Doctor of Philosophy

Major

Economics

Major Professor

Anne Mayhew

Committee Members

Walter C. Neale, W. E. Cole, Hans S. Jensen, Leslie P. Anderson

Abstract

This is a study of the nine national banks which operated in Knoxville, Tennessee, from 1864 to 1913. The purpose of this study was to determine the major factors influencing the behavior of those banks as they responded to changes in the national regulatory environment and local business conditions. The local banks were compared with one another and with other groups of national banks to discover patterns of acquisition and use of funds. Information about assets and liabilities was obtained from reports made by national banks which were published in local newspapers or by the Comptroller of the Currency, from unpublished reports made by the local national banks, and from the correspondence of the local banks with the Comptroller of the Currency. Information about the national regulatory environment and about local business conditions was obtained from the work of other students of the National Banking System, from the Census, and from local histories.

The National Banking System has been the subject of much scholarly interest. There is general agreement about how that system influenced the stability of the economy, but there is less agreement about the effect that system had upon capital flows. In spite of generally accepted ideas about how banks in each of the three classes functioned, there have been few investigations of the operations of individual national banks and relatively little discussion of how local conditions affected the behavior of banks within each category. This study links change in the activities of the local banks with change in the structure of the local financial market. Other studies of the behavior of the broad divisions of the National Banking System have tended to emphasize the importance of statutory requirements and conceal the significance of local business and financial conditions.

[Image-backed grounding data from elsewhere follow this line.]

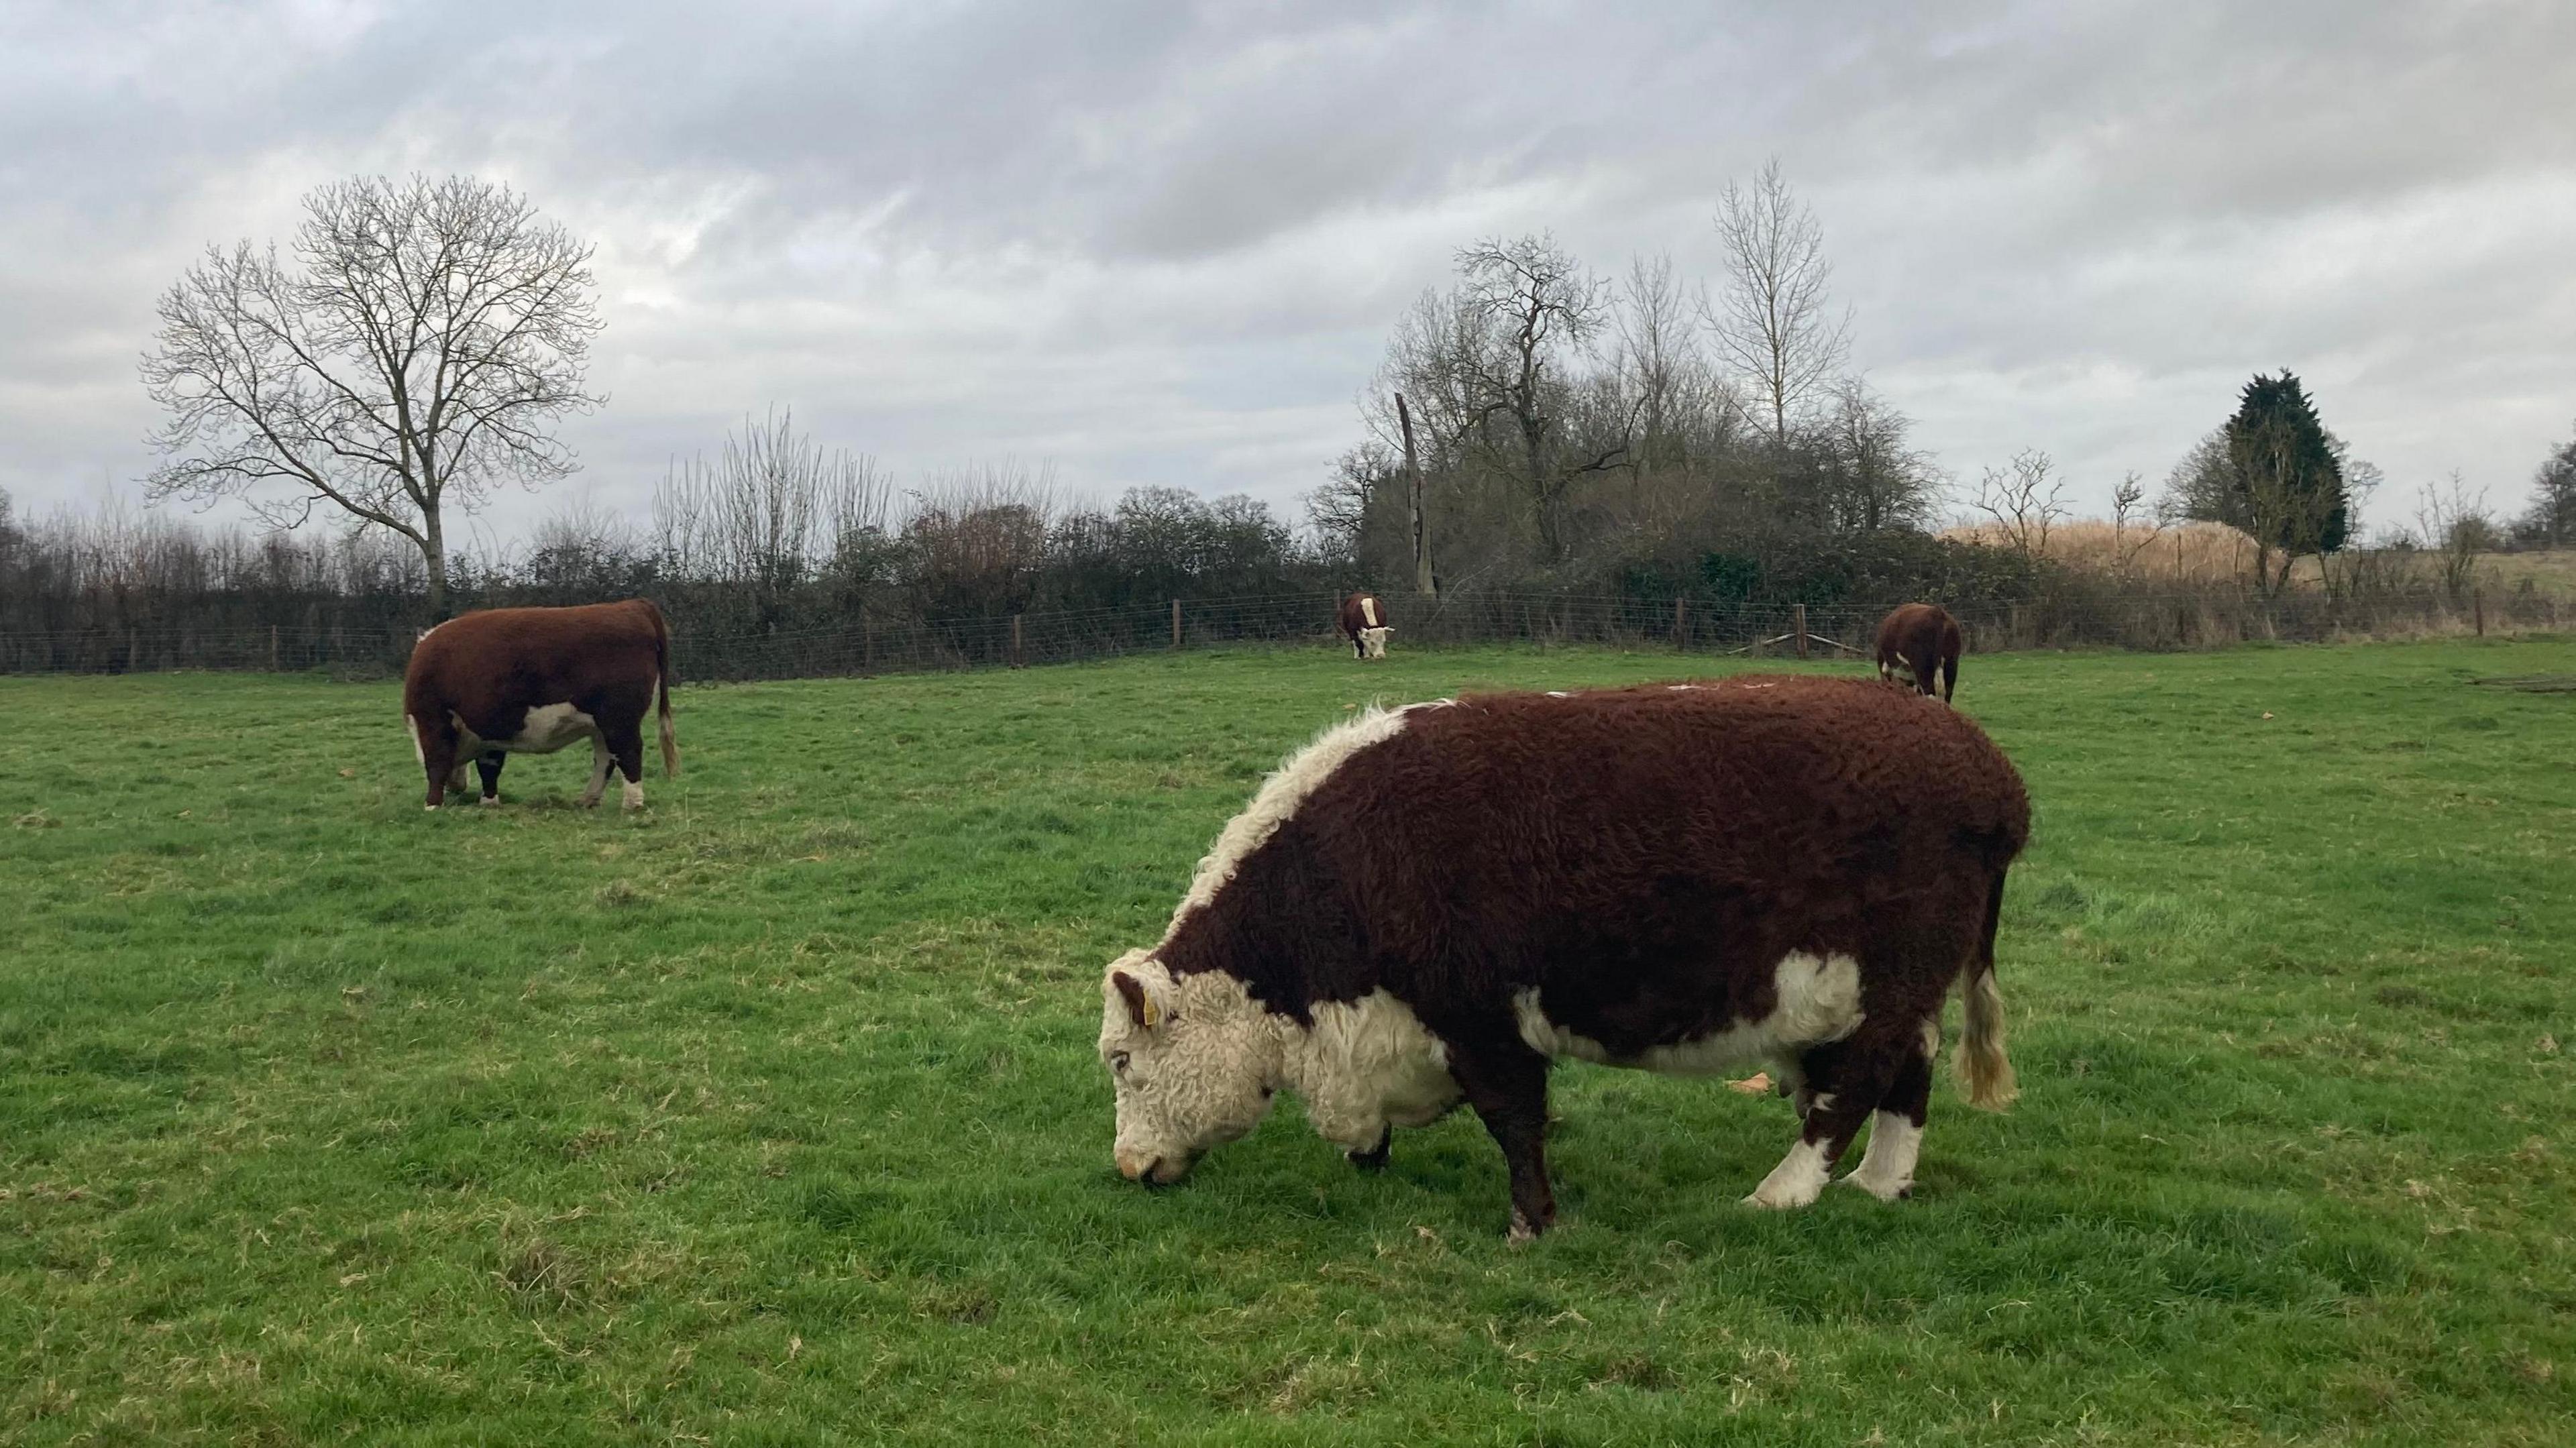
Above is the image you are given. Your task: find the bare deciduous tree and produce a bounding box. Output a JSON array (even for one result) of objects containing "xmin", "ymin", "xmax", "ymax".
[
  {"xmin": 652, "ymin": 409, "xmax": 892, "ymax": 625},
  {"xmin": 2109, "ymin": 471, "xmax": 2155, "ymax": 571},
  {"xmin": 1452, "ymin": 233, "xmax": 1629, "ymax": 561},
  {"xmin": 1307, "ymin": 441, "xmax": 1392, "ymax": 568},
  {"xmin": 1820, "ymin": 377, "xmax": 1937, "ymax": 531},
  {"xmin": 1705, "ymin": 158, "xmax": 1852, "ymax": 444},
  {"xmin": 140, "ymin": 174, "xmax": 605, "ymax": 619},
  {"xmin": 1971, "ymin": 449, "xmax": 2070, "ymax": 558},
  {"xmin": 1615, "ymin": 253, "xmax": 1737, "ymax": 476},
  {"xmin": 2412, "ymin": 470, "xmax": 2493, "ymax": 602}
]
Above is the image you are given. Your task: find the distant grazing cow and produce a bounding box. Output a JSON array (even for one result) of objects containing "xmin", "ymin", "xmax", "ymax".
[
  {"xmin": 1876, "ymin": 602, "xmax": 1963, "ymax": 702},
  {"xmin": 1338, "ymin": 592, "xmax": 1391, "ymax": 659},
  {"xmin": 403, "ymin": 600, "xmax": 678, "ymax": 811},
  {"xmin": 1097, "ymin": 675, "xmax": 2029, "ymax": 1241}
]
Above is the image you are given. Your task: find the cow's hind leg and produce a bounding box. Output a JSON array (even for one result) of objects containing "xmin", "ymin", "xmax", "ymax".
[
  {"xmin": 578, "ymin": 734, "xmax": 614, "ymax": 807},
  {"xmin": 1747, "ymin": 1033, "xmax": 1906, "ymax": 1209},
  {"xmin": 604, "ymin": 716, "xmax": 648, "ymax": 810},
  {"xmin": 1841, "ymin": 1017, "xmax": 1937, "ymax": 1202},
  {"xmin": 415, "ymin": 714, "xmax": 461, "ymax": 810},
  {"xmin": 475, "ymin": 752, "xmax": 506, "ymax": 805}
]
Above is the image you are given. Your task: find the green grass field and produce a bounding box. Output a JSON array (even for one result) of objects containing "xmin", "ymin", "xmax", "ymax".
[{"xmin": 4, "ymin": 638, "xmax": 2573, "ymax": 1445}]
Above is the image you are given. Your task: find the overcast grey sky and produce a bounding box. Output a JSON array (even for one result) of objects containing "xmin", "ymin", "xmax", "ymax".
[{"xmin": 4, "ymin": 0, "xmax": 2571, "ymax": 544}]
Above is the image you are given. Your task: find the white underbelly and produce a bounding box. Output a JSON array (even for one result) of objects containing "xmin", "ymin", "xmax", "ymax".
[
  {"xmin": 1511, "ymin": 951, "xmax": 1866, "ymax": 1076},
  {"xmin": 456, "ymin": 702, "xmax": 598, "ymax": 756}
]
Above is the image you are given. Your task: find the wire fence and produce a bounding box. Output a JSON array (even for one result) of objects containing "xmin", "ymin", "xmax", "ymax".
[{"xmin": 1, "ymin": 582, "xmax": 2565, "ymax": 682}]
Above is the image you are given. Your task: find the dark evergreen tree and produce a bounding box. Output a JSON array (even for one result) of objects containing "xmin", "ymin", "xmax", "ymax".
[
  {"xmin": 2220, "ymin": 370, "xmax": 2349, "ymax": 592},
  {"xmin": 2514, "ymin": 425, "xmax": 2576, "ymax": 547}
]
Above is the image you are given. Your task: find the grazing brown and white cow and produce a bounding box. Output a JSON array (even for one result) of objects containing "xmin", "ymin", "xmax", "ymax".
[
  {"xmin": 1097, "ymin": 675, "xmax": 2029, "ymax": 1241},
  {"xmin": 1876, "ymin": 602, "xmax": 1963, "ymax": 702},
  {"xmin": 402, "ymin": 599, "xmax": 678, "ymax": 811},
  {"xmin": 1337, "ymin": 592, "xmax": 1391, "ymax": 659}
]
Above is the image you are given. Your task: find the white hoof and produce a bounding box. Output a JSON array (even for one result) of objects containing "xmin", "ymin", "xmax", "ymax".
[
  {"xmin": 1837, "ymin": 1168, "xmax": 1913, "ymax": 1203},
  {"xmin": 1840, "ymin": 1112, "xmax": 1923, "ymax": 1204},
  {"xmin": 1743, "ymin": 1139, "xmax": 1831, "ymax": 1210},
  {"xmin": 621, "ymin": 781, "xmax": 645, "ymax": 811}
]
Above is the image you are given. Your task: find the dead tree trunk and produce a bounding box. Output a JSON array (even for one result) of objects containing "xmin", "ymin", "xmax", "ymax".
[{"xmin": 1397, "ymin": 392, "xmax": 1436, "ymax": 597}]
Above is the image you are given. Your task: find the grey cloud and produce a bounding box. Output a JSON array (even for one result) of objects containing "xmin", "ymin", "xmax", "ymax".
[{"xmin": 3, "ymin": 0, "xmax": 2572, "ymax": 540}]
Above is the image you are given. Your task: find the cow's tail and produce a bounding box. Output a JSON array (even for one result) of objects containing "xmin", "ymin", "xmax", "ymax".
[
  {"xmin": 1955, "ymin": 862, "xmax": 2018, "ymax": 1110},
  {"xmin": 651, "ymin": 603, "xmax": 680, "ymax": 777}
]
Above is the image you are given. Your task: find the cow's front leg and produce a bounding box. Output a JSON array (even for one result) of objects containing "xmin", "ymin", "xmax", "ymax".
[
  {"xmin": 579, "ymin": 734, "xmax": 613, "ymax": 807},
  {"xmin": 475, "ymin": 752, "xmax": 506, "ymax": 805},
  {"xmin": 1443, "ymin": 1033, "xmax": 1556, "ymax": 1242}
]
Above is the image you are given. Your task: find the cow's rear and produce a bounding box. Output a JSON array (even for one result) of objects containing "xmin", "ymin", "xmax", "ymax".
[
  {"xmin": 1876, "ymin": 602, "xmax": 1963, "ymax": 701},
  {"xmin": 402, "ymin": 599, "xmax": 678, "ymax": 810}
]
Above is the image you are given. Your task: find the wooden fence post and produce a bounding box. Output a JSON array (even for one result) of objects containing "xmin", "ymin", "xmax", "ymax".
[
  {"xmin": 861, "ymin": 608, "xmax": 874, "ymax": 673},
  {"xmin": 1171, "ymin": 598, "xmax": 1182, "ymax": 650},
  {"xmin": 1011, "ymin": 613, "xmax": 1024, "ymax": 667},
  {"xmin": 1674, "ymin": 596, "xmax": 1687, "ymax": 651},
  {"xmin": 127, "ymin": 626, "xmax": 139, "ymax": 673},
  {"xmin": 1792, "ymin": 604, "xmax": 1809, "ymax": 659},
  {"xmin": 2474, "ymin": 586, "xmax": 2485, "ymax": 637},
  {"xmin": 268, "ymin": 625, "xmax": 280, "ymax": 672}
]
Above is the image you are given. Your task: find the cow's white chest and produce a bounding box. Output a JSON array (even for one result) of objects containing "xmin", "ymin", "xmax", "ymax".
[
  {"xmin": 1513, "ymin": 950, "xmax": 1866, "ymax": 1076},
  {"xmin": 458, "ymin": 702, "xmax": 597, "ymax": 756},
  {"xmin": 1287, "ymin": 989, "xmax": 1462, "ymax": 1150}
]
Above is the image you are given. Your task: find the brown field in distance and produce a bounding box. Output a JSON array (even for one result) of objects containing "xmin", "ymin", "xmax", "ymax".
[{"xmin": 1942, "ymin": 519, "xmax": 2576, "ymax": 596}]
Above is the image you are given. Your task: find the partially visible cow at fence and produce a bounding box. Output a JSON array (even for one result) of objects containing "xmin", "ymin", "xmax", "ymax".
[
  {"xmin": 1876, "ymin": 602, "xmax": 1964, "ymax": 702},
  {"xmin": 1096, "ymin": 675, "xmax": 2030, "ymax": 1241},
  {"xmin": 402, "ymin": 600, "xmax": 679, "ymax": 810},
  {"xmin": 1337, "ymin": 592, "xmax": 1391, "ymax": 659}
]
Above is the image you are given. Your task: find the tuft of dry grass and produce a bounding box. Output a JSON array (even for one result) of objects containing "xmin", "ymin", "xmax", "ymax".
[{"xmin": 1943, "ymin": 519, "xmax": 2265, "ymax": 583}]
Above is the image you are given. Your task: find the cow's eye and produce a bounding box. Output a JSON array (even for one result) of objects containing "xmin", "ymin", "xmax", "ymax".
[{"xmin": 1110, "ymin": 1051, "xmax": 1130, "ymax": 1073}]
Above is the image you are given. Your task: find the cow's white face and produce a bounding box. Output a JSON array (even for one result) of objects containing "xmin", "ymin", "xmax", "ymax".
[
  {"xmin": 1362, "ymin": 626, "xmax": 1391, "ymax": 659},
  {"xmin": 1098, "ymin": 952, "xmax": 1275, "ymax": 1184}
]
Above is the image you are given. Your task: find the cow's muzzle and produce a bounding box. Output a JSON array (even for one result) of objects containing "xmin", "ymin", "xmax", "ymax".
[{"xmin": 1116, "ymin": 1150, "xmax": 1194, "ymax": 1186}]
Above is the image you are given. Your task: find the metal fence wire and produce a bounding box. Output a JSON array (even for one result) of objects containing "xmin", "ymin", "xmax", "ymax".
[{"xmin": 1, "ymin": 584, "xmax": 2564, "ymax": 681}]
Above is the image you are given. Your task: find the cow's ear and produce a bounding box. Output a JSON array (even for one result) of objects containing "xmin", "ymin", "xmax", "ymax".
[{"xmin": 1111, "ymin": 968, "xmax": 1168, "ymax": 1029}]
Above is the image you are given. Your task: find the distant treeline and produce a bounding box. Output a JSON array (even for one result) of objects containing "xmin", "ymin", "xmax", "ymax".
[
  {"xmin": 0, "ymin": 474, "xmax": 1334, "ymax": 656},
  {"xmin": 0, "ymin": 386, "xmax": 2064, "ymax": 673}
]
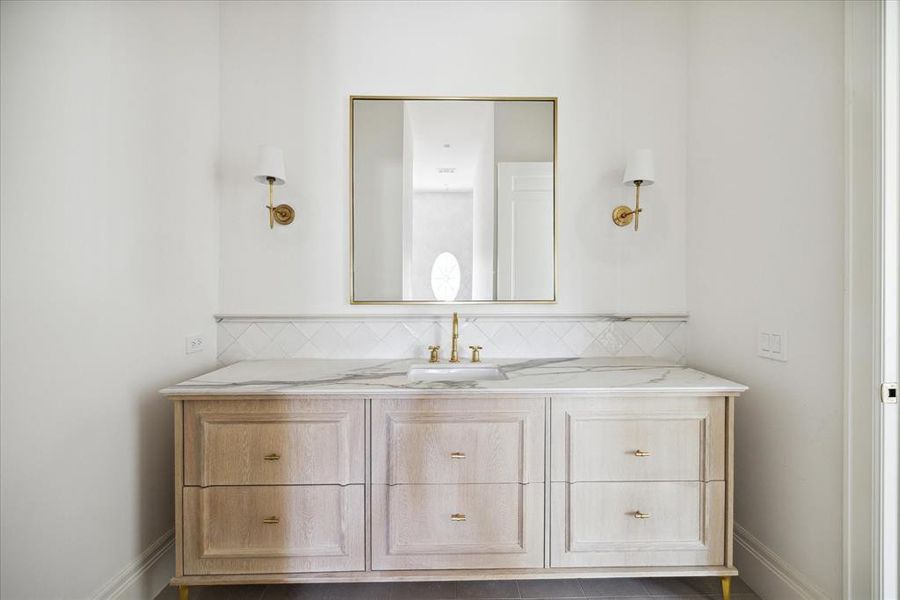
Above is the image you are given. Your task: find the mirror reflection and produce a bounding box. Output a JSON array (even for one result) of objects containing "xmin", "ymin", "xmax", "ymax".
[{"xmin": 351, "ymin": 97, "xmax": 556, "ymax": 303}]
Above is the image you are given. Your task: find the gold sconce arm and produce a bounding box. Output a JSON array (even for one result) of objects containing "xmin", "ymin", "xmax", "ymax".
[
  {"xmin": 267, "ymin": 178, "xmax": 274, "ymax": 229},
  {"xmin": 264, "ymin": 176, "xmax": 295, "ymax": 229},
  {"xmin": 612, "ymin": 180, "xmax": 643, "ymax": 231}
]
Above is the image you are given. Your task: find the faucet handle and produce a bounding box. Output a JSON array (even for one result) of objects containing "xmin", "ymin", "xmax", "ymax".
[
  {"xmin": 428, "ymin": 346, "xmax": 440, "ymax": 363},
  {"xmin": 469, "ymin": 345, "xmax": 483, "ymax": 363}
]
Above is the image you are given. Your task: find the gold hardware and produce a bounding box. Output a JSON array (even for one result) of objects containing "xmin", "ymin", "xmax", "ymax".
[
  {"xmin": 721, "ymin": 576, "xmax": 731, "ymax": 600},
  {"xmin": 263, "ymin": 453, "xmax": 281, "ymax": 461},
  {"xmin": 633, "ymin": 511, "xmax": 651, "ymax": 519},
  {"xmin": 263, "ymin": 516, "xmax": 280, "ymax": 524},
  {"xmin": 469, "ymin": 345, "xmax": 483, "ymax": 363},
  {"xmin": 349, "ymin": 96, "xmax": 558, "ymax": 305},
  {"xmin": 450, "ymin": 513, "xmax": 467, "ymax": 521},
  {"xmin": 633, "ymin": 450, "xmax": 651, "ymax": 457},
  {"xmin": 450, "ymin": 312, "xmax": 460, "ymax": 363},
  {"xmin": 428, "ymin": 346, "xmax": 440, "ymax": 363},
  {"xmin": 265, "ymin": 176, "xmax": 295, "ymax": 228},
  {"xmin": 178, "ymin": 586, "xmax": 189, "ymax": 600},
  {"xmin": 612, "ymin": 180, "xmax": 644, "ymax": 231},
  {"xmin": 882, "ymin": 382, "xmax": 898, "ymax": 404},
  {"xmin": 450, "ymin": 452, "xmax": 466, "ymax": 459}
]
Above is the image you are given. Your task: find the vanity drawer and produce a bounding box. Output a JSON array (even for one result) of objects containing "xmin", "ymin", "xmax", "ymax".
[
  {"xmin": 183, "ymin": 484, "xmax": 365, "ymax": 575},
  {"xmin": 184, "ymin": 398, "xmax": 364, "ymax": 486},
  {"xmin": 372, "ymin": 483, "xmax": 544, "ymax": 570},
  {"xmin": 372, "ymin": 396, "xmax": 544, "ymax": 484},
  {"xmin": 551, "ymin": 396, "xmax": 725, "ymax": 482},
  {"xmin": 550, "ymin": 481, "xmax": 724, "ymax": 567}
]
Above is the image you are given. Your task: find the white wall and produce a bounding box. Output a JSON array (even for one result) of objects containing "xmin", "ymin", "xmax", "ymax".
[
  {"xmin": 472, "ymin": 109, "xmax": 496, "ymax": 300},
  {"xmin": 685, "ymin": 2, "xmax": 844, "ymax": 598},
  {"xmin": 494, "ymin": 101, "xmax": 555, "ymax": 163},
  {"xmin": 0, "ymin": 2, "xmax": 220, "ymax": 598},
  {"xmin": 218, "ymin": 0, "xmax": 689, "ymax": 315},
  {"xmin": 351, "ymin": 99, "xmax": 404, "ymax": 300}
]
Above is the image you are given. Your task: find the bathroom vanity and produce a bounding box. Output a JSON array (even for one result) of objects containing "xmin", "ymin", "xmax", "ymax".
[{"xmin": 162, "ymin": 357, "xmax": 746, "ymax": 599}]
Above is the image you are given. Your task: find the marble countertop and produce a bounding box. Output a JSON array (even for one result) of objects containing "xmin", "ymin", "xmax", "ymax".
[{"xmin": 161, "ymin": 357, "xmax": 747, "ymax": 398}]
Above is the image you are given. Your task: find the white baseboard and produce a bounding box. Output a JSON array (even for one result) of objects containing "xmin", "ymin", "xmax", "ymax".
[
  {"xmin": 89, "ymin": 529, "xmax": 175, "ymax": 600},
  {"xmin": 733, "ymin": 522, "xmax": 830, "ymax": 600}
]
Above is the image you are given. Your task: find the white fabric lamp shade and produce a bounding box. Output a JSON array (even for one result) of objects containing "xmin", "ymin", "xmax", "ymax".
[
  {"xmin": 254, "ymin": 145, "xmax": 286, "ymax": 185},
  {"xmin": 623, "ymin": 149, "xmax": 655, "ymax": 186}
]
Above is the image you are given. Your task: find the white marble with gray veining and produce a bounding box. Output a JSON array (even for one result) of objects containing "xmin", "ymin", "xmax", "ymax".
[
  {"xmin": 161, "ymin": 356, "xmax": 747, "ymax": 397},
  {"xmin": 216, "ymin": 315, "xmax": 689, "ymax": 365}
]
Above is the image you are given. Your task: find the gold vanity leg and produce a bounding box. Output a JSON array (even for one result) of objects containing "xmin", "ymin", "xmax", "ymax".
[
  {"xmin": 720, "ymin": 576, "xmax": 731, "ymax": 600},
  {"xmin": 178, "ymin": 585, "xmax": 189, "ymax": 600}
]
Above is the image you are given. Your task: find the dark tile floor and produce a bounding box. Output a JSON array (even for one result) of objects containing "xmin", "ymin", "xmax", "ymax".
[{"xmin": 155, "ymin": 577, "xmax": 760, "ymax": 600}]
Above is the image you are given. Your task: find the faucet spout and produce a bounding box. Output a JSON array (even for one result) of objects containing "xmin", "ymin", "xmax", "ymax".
[{"xmin": 450, "ymin": 312, "xmax": 460, "ymax": 363}]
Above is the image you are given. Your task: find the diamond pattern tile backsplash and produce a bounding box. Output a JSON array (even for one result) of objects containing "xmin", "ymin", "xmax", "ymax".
[{"xmin": 216, "ymin": 315, "xmax": 687, "ymax": 366}]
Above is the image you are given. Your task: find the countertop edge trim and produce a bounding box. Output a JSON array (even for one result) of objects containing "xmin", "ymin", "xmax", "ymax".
[{"xmin": 161, "ymin": 388, "xmax": 747, "ymax": 400}]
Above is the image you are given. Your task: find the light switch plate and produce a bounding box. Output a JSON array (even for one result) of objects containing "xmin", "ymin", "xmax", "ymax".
[
  {"xmin": 758, "ymin": 327, "xmax": 788, "ymax": 362},
  {"xmin": 185, "ymin": 334, "xmax": 205, "ymax": 354}
]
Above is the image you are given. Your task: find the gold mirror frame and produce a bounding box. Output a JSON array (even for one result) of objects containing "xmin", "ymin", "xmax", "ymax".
[{"xmin": 349, "ymin": 95, "xmax": 558, "ymax": 305}]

The major finding of this study is that the national banks of Knoxville were not greatly limited by statutory requirements. Instead, the structure of assets and liabilities changed in response to the local business and financial environment. When that environment changed, the local banks' acquisition of liabilities and employment assets changed also. This study has also found that the laws governing national banks allowed them much more freedom to develop imaginative responses to changing business conditions than has been thought to be the case. Consequently, there was a wide range in the behavior patterns displayed by the local banks.